All Charles's prayers were vain. Marguerite had a _migraine_, and could
not have the honour of receiving the king's farewell. He finished his
breakfast, took a courtier's leave of his hostess, and set forth on his
homeward way, respectfully attended by Le Gallais. They walked through
the streets in silence for some time, the king having quite enough sense
to be ashamed of his situation.

"You have an interest," he presently said, "in yonder ladies, captain?"

"I have, sir. I am M. de Maufant's friend."

"And therefore my enemy, I take it. No matter, you have served me a good
turn."

Soon the strangely-assorted couple approached the quay. Scarcely anyone
being abroad at that early hour. Moreover they had come down to the
bridge head by way of the Gallows-hill, to avoid the publicity of the
main streets. As they parted, Charles turned kindly to his unwonted
follower, and said once more--

"We shall not forget our obligation to you, Captain Le Gallais, whenever
a time comes for proper acknowledgment. Meantime, if you will not own us
as your king, tell me, as man to man, if there be anything in which
Charles Stuart can serve you."

"Aye, is there," answered the Jerseyman, out of the fullness of his
heart. "For your own sake, sir, leave us.
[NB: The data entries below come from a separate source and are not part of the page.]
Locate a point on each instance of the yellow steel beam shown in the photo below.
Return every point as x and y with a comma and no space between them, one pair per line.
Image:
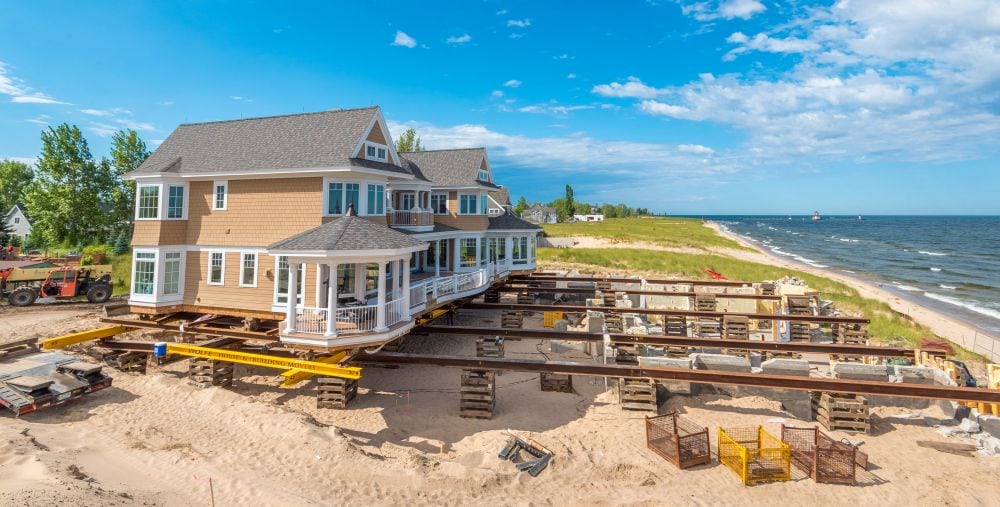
294,377
83,336
232,356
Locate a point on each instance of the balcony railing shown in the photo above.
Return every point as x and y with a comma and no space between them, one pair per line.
411,218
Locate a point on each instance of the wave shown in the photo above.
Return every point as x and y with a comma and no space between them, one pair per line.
989,312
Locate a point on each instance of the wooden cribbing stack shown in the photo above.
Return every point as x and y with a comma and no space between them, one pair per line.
844,412
209,372
334,392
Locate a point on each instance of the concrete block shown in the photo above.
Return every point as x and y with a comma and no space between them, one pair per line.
670,363
796,367
858,371
721,362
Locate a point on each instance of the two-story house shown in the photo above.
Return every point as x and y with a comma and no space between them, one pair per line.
316,221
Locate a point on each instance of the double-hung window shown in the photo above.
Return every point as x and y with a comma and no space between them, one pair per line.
376,199
149,202
175,201
439,203
248,269
468,252
220,195
145,273
467,204
216,268
171,273
281,287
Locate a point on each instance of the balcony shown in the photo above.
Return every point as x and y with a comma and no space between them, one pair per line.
416,219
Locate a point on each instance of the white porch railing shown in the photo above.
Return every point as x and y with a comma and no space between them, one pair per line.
413,218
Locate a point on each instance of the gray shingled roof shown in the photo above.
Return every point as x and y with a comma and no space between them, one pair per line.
296,141
450,168
509,222
347,233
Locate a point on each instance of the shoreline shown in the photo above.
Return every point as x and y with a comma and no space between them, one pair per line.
953,329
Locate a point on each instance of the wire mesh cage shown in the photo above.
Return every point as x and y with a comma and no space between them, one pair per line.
825,460
678,440
754,454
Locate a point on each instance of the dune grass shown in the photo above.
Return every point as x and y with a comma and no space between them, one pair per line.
887,326
672,232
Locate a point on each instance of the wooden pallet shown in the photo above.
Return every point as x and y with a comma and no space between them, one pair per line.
477,394
556,382
844,412
333,392
208,372
637,394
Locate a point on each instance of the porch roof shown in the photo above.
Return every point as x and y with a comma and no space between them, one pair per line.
348,234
We are a simple folk, unused
to the ways of the great world, and only asking to be left in peace."

"By the faith of a gentleman," muttered Charles, as he made his way out
to the castle, "the islander is right in his amphibious way. The solemn
league and covenant is not amusing, but it cannot be worse than living
here like a seal upon a rock; and when one goes forth to talk to a
comely wench, being reconducted to one's rock by a Puritan with webbed
feet. Yet he hath saved me from a shrewd pinch, and that is the truth."

It will not be supposed that Charles was all at once prepared to drop
the little intrigue--so united to his already corrupted character, into
which he had been led by Benoist's insidious suggestions, acting upon a
mind always anxious for excitement, and predisposed by the talk of the
deceased groom-of-the-chamber. But the danger which he had incurred was
a warning in the opposite direction. Benoist was in hiding, and appeared
no more in the castle; lastly, the negotiations with the Scots now
became so urgent and so perpetual as to require his almost constant
presence and personal influence. The opposing motives and conflicting
opinions of his various advisers often kindled into violent altercation,
in composing which the really excellent qualities of the young king's
prematurely developed character had room for beneficial action. So the
ladies of Maufant were left free from a troublesome persecution, against
which, nevertheless, they took all due precautions.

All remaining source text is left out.